Thread: simpler query significantly slower
Hi, we tried several versions of a query which give the same results, but the one takes 5 secs for the first time and 0.9 secs when i execute the query few moments later, while the other takes ~3 secs always. How can this be? And how can it be that the second query which is in fact simpler than the first takes longer? Query 1: (5 secs vs 0.9 secs) select distinct personen_id from produktgruppen where produktgruppen.produktgruppen_id in ( select distinct gruppen_produkte.produktgruppen_id from r_gruppen_produkte where r_gruppen_produkte.gruppen_id = gruppen.gruppen_id // this and the next cond are removed in 2nd query and gruppen.parent_id=1 and r_gruppen_produkte.gruppen_id = r_personen_bereiche.g_id and r_personen_bereiche.p_id = 1234 ) Query 2: (3 secs) select distinct personen_id from produktgruppen where produktgruppen.produktgruppen_id in ( select distinct gruppen_produkte.produktgruppen_id from r_gruppen_produkte where r_gruppen_produkte.gruppen_id = r_personen_bereiche.g_id and r_personen_bereiche.p_id = 1234 ) Our system is Linux 2.2.16, gcc 2.95.2, Postgres 7.0.3 on a Pentium II 450, 128 megs Thanks Markus Bertheau Cenes Data GmbH Berlin
twanger@smartvia.de writes: > select > distinct > gruppen_produkte.produktgruppen_id > from > r_gruppen_produkte > where > r_gruppen_produkte.gruppen_id = gruppen.gruppen_id // this and the next cond are removed in 2nd query > and > gruppen.parent_id=1 > and > r_gruppen_produkte.gruppen_id = r_personen_bereiche.g_id > and > r_personen_bereiche.p_id = 1234 This SQL seems rather seriously confused.
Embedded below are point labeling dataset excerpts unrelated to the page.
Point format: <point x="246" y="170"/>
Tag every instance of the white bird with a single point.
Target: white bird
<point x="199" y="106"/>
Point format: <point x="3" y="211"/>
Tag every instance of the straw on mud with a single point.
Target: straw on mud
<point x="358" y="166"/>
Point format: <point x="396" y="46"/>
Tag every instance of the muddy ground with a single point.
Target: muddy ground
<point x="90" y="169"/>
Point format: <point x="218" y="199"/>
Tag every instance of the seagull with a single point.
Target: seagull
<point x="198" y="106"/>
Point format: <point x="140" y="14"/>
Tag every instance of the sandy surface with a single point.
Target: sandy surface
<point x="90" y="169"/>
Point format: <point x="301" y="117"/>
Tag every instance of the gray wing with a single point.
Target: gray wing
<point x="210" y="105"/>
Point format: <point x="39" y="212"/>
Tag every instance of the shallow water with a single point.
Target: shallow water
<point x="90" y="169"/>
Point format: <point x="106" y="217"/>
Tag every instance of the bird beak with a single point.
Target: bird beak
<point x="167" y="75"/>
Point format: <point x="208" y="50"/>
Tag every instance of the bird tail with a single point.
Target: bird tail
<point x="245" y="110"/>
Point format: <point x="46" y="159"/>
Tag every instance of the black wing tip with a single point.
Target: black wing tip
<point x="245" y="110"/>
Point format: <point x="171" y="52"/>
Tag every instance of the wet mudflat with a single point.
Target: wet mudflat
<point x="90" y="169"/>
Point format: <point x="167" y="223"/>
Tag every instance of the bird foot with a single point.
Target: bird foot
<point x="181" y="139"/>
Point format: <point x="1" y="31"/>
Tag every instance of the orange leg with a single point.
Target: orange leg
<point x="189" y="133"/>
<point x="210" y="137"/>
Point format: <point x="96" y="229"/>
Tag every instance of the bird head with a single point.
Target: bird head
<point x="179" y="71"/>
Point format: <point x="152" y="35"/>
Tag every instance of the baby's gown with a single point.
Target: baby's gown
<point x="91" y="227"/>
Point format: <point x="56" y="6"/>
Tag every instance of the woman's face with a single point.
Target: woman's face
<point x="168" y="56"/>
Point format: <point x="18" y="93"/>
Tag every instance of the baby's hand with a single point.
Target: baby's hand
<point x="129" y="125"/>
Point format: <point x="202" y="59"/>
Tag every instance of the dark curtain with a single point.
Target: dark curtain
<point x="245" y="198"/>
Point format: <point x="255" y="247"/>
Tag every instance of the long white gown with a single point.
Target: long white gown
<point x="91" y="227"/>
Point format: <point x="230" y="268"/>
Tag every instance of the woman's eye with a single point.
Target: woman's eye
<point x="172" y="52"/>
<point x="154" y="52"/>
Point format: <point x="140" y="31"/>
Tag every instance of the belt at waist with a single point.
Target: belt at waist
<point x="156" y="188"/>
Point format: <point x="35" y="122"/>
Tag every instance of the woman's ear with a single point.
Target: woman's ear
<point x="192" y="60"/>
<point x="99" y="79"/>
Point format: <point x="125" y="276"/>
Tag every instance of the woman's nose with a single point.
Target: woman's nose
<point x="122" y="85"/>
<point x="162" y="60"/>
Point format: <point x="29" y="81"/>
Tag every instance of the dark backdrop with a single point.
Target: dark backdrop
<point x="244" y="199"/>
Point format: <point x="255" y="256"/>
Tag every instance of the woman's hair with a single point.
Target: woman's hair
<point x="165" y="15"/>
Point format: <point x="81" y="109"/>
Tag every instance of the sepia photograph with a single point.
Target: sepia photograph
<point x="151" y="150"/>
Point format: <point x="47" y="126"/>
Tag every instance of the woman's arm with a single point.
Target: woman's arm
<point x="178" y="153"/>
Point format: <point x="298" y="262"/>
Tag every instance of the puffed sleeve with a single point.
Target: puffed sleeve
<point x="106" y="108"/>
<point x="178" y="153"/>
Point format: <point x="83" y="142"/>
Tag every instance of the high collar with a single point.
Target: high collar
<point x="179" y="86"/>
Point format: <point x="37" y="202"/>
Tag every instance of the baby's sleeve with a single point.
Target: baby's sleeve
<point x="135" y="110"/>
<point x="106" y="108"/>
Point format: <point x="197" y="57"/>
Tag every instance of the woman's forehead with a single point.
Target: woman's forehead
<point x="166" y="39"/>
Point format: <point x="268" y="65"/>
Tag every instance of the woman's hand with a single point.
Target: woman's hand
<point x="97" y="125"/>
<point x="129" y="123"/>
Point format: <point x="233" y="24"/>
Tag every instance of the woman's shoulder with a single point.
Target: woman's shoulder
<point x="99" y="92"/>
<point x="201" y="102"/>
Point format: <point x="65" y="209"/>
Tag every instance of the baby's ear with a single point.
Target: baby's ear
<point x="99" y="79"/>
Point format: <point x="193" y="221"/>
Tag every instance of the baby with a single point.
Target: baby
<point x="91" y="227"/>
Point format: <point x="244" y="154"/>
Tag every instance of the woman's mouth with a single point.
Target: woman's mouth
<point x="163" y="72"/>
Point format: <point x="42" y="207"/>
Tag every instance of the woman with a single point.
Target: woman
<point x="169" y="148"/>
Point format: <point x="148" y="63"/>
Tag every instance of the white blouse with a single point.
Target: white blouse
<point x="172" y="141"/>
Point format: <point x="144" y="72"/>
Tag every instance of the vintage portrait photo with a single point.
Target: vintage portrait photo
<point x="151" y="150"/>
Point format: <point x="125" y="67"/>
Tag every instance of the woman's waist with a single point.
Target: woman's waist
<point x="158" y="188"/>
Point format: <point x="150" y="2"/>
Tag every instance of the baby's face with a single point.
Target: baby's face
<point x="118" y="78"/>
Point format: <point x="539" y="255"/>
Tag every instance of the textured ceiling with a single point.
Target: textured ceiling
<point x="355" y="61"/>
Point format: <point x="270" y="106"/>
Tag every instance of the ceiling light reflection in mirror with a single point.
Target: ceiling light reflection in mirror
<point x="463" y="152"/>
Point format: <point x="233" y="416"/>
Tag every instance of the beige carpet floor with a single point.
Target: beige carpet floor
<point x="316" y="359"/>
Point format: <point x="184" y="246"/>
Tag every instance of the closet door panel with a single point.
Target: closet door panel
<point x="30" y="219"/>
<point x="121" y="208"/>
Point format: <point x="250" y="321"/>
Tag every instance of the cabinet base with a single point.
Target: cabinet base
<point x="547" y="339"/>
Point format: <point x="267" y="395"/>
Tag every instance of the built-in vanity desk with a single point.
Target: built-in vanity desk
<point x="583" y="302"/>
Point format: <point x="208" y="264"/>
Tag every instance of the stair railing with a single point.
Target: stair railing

It looks to me like you will get back one copy of each distinct produktgruppen_id value appearing in gruppen_produkte. Since no gruppen_produkte field is constrained by WHERE, none will be eliminated. All that the rest of the query does is cause a completely useless Cartesian-product join against some subset of r_gruppen_produkte * gruppen * r_personen_bereiche. Possibly you meant to select from r_gruppen_produkte. BTW, PG 7.1 would have complained about the lack of FROM entries for gruppen_produkte, gruppen, and r_personen_bereiche, which might have clued you to your error ... regards, tom lane
> twanger@smartvia.de writes: > > select > > distinct > > gruppen_produkte.produktgruppen_id > > from > > r_gruppen_produkte > > where > > r_gruppen_produkte.gruppen_id = gruppen. > gruppen_id // this and the next cond are > removed in 2nd query > > and > > gruppen.parent_id=1 > > and > > r_gruppen_produkte.gruppen_id = > r_personen_bereiche.g_id > > and > > r_personen_bereiche.p_id = 1234 > This SQL seems rather seriously confused. It > looks to me like you will > get back one copy of each distinct > produktgruppen_id value appearing in > gruppen_produkte. Since no gruppen_produkte > field is constrained by > WHERE, none will be eliminated. All that the > rest of the query does is > cause a completely useless Cartesian-product > join against some subset > of r_gruppen_produkte * gruppen * > r_personen_bereiche. > Possibly you meant to select from > r_gruppen_produkte. > BTW, PG 7.1 would have complained about the > lack of FROM entries for > gruppen_produkte, gruppen, and > r_personen_bereiche, which might have > clued you to your error ... > regards, tom lane Yeah sorry, you are right, but the typo is only in my posting. The query does actually query r_gruppen_produkte.